In light of the bearish environment around our metals these days, we released several reports this week on how to tighten your corporate belt and achieve the cost certainty that will make your business run better. Executive Editor Lisa Reisman researched how trade automation can lock in prices and keep you from having to renegotiate international trades at the dock or the railway station.
Check out our white paper that shows how to make prices stick no matter what happens on the waters, rail lines or trucks your metals travel on. There be pirates out yonder, matey, but today’s mostly use computers and demurrage charges.
We also released the February MMI report that better details the tide most metals are swimming against.

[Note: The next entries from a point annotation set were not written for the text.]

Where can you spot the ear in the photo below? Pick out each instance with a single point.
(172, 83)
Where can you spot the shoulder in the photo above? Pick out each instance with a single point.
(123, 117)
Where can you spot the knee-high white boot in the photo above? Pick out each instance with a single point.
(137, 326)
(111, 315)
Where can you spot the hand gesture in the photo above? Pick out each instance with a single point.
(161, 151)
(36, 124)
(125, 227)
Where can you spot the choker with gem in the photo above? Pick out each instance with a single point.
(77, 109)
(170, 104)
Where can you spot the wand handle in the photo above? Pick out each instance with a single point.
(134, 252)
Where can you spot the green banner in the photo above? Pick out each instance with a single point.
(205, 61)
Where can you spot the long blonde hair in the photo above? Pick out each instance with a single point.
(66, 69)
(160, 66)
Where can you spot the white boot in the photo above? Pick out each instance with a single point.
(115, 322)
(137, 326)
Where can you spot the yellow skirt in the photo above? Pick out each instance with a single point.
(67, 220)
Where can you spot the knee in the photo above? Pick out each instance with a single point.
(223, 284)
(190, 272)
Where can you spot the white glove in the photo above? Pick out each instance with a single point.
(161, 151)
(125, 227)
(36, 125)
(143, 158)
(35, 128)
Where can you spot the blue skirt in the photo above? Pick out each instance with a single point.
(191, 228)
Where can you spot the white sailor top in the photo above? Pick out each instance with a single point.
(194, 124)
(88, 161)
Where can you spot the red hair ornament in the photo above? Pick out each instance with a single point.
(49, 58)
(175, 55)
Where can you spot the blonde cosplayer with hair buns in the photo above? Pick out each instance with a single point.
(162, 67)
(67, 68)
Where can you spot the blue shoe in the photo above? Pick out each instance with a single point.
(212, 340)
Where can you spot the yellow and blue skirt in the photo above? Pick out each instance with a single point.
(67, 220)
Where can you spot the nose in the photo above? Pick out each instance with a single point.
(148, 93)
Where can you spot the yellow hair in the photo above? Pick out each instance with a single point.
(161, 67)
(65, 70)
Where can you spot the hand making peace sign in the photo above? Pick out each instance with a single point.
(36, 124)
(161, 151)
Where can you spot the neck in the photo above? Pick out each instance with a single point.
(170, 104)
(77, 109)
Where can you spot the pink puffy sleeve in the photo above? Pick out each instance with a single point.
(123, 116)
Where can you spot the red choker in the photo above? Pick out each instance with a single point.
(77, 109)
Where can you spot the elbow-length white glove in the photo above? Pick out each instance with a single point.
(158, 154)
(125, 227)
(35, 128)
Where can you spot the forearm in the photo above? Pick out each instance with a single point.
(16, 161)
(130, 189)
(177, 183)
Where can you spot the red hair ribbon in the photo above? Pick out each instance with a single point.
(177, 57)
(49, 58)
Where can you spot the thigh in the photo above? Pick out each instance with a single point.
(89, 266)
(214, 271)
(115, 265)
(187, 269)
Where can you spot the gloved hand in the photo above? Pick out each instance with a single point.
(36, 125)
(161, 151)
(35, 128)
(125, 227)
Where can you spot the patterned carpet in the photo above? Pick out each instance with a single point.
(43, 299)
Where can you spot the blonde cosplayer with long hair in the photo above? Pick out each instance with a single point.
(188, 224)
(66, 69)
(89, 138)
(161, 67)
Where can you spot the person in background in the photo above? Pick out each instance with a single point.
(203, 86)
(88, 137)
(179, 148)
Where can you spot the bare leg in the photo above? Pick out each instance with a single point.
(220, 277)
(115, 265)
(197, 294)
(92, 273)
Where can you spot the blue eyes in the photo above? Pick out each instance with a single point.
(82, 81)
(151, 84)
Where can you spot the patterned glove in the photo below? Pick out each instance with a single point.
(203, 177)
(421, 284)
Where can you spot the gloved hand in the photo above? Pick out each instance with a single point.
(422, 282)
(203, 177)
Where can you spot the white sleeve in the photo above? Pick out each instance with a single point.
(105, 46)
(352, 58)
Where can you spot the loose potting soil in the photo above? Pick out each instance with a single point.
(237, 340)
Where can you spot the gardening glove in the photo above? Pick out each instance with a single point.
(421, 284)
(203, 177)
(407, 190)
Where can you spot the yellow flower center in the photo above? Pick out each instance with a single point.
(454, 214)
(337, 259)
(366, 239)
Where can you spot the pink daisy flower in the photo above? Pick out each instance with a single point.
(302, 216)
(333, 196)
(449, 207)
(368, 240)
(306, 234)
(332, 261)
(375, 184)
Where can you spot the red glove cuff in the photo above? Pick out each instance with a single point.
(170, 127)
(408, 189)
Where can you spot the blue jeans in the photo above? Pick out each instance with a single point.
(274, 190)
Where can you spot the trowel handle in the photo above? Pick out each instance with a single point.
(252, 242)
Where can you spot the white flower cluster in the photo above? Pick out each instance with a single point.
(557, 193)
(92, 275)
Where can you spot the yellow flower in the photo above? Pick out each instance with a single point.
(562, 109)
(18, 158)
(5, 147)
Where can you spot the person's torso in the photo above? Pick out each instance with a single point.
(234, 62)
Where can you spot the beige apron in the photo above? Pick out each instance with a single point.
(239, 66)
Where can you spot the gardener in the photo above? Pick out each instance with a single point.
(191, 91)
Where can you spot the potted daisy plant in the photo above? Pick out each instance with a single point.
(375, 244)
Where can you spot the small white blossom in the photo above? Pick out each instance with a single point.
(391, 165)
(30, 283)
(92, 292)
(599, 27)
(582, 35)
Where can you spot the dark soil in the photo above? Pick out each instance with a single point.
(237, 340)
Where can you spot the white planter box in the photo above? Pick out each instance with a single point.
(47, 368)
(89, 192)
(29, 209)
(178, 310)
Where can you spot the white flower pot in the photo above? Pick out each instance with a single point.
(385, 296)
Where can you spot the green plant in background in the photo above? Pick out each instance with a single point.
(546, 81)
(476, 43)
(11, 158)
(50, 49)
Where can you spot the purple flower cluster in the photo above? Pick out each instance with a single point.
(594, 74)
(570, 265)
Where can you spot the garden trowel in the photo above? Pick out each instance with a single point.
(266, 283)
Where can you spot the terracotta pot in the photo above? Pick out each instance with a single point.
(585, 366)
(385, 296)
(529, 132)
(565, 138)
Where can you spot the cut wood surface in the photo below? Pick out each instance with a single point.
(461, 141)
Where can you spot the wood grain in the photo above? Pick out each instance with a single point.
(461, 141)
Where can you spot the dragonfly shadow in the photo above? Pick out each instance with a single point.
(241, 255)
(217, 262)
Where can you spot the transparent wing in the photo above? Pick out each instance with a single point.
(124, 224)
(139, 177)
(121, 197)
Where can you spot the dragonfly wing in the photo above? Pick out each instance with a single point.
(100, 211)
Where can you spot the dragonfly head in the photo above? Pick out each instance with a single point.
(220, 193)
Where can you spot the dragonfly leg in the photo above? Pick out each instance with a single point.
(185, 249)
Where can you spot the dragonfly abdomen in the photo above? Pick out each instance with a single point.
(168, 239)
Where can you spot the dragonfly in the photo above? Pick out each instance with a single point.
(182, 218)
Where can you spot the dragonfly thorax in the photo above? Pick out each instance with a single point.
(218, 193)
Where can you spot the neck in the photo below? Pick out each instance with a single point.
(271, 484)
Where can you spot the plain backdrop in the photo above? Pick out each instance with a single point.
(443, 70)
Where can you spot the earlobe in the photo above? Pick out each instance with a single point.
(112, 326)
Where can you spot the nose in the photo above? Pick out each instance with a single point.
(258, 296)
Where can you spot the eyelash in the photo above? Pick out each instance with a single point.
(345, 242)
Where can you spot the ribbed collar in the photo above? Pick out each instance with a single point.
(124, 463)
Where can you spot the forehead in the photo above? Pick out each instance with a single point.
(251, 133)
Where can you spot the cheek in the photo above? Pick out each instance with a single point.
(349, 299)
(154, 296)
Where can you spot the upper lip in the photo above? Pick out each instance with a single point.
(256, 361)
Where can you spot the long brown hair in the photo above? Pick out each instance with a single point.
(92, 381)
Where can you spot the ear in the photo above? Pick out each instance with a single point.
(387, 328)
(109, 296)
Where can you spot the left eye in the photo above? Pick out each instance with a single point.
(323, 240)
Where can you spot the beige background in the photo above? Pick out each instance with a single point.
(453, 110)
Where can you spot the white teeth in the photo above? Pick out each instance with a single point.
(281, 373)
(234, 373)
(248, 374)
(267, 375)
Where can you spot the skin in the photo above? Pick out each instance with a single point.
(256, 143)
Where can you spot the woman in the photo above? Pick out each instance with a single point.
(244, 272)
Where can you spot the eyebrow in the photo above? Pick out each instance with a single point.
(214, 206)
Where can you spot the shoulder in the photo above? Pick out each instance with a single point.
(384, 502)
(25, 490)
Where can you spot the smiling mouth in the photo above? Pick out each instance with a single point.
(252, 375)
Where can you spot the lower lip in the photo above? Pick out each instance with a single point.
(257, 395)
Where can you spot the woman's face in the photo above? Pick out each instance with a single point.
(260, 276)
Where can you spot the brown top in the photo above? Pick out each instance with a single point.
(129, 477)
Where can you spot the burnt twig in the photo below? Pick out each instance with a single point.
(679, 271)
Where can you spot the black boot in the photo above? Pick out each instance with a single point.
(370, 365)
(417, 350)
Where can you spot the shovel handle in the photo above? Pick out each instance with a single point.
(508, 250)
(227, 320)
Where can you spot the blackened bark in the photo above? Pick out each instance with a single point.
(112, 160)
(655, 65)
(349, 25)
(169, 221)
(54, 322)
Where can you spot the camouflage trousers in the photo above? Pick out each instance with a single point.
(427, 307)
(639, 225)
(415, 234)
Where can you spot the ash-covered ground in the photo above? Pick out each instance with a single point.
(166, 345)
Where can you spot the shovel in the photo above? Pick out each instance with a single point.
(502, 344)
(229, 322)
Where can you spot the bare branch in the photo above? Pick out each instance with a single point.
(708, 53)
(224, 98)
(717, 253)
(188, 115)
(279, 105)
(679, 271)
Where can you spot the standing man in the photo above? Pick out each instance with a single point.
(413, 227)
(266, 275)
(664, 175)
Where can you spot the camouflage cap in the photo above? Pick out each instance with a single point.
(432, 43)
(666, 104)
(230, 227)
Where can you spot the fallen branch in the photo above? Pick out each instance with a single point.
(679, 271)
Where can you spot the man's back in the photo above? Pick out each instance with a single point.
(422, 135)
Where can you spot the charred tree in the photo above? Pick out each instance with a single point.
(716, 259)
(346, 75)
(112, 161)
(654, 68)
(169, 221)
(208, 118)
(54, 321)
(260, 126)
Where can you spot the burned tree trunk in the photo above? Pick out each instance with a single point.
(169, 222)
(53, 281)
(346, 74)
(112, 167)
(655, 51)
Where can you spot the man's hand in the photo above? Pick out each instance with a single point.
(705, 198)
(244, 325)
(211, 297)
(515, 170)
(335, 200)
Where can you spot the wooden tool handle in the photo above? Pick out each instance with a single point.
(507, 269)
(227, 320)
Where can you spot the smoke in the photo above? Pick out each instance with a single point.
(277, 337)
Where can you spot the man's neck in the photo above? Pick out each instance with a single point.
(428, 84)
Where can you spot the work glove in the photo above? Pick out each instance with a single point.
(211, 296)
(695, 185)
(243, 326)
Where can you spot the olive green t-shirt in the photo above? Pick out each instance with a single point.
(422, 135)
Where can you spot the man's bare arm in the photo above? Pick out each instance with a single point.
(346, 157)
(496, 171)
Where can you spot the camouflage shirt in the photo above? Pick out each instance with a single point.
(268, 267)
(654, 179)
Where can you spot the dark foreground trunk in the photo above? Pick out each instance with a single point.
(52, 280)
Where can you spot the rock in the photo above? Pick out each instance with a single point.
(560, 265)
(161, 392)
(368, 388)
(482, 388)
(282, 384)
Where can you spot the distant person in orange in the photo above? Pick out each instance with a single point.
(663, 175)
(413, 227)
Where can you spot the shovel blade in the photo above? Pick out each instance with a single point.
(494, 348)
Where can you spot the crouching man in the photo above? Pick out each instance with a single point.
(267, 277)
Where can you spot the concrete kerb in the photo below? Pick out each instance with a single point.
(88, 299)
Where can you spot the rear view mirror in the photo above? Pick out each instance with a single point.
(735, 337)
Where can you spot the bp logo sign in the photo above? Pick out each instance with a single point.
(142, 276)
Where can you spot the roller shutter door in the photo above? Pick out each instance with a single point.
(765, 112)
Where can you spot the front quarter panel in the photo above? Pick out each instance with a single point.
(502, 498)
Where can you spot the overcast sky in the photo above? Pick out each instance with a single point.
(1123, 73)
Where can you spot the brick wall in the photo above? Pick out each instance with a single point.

Meanwhile, Austrian steelmaker Voestalpine AG says the price of oil, nor the low prices of steel will not stop its planned expansion into the lucrative US automotive steel and aluminum markets.
Aluminum continues to make in-roads into aerospace and automotive and the low prices might actually be helping their expansion more than hindering it. South Korea’s POSCO is trimming its exports to Japan, it’s still investing heavily in aluminum and may be in on the ground floor of a breakthrough. A new technology project the Korean steel giant is involved in could produce an iron-aluminum alloy as strong as titanium. POSCO is running the trials as of this writing.
Necessity may be the mother of invention, but business innovation’s wet nurse is low prices.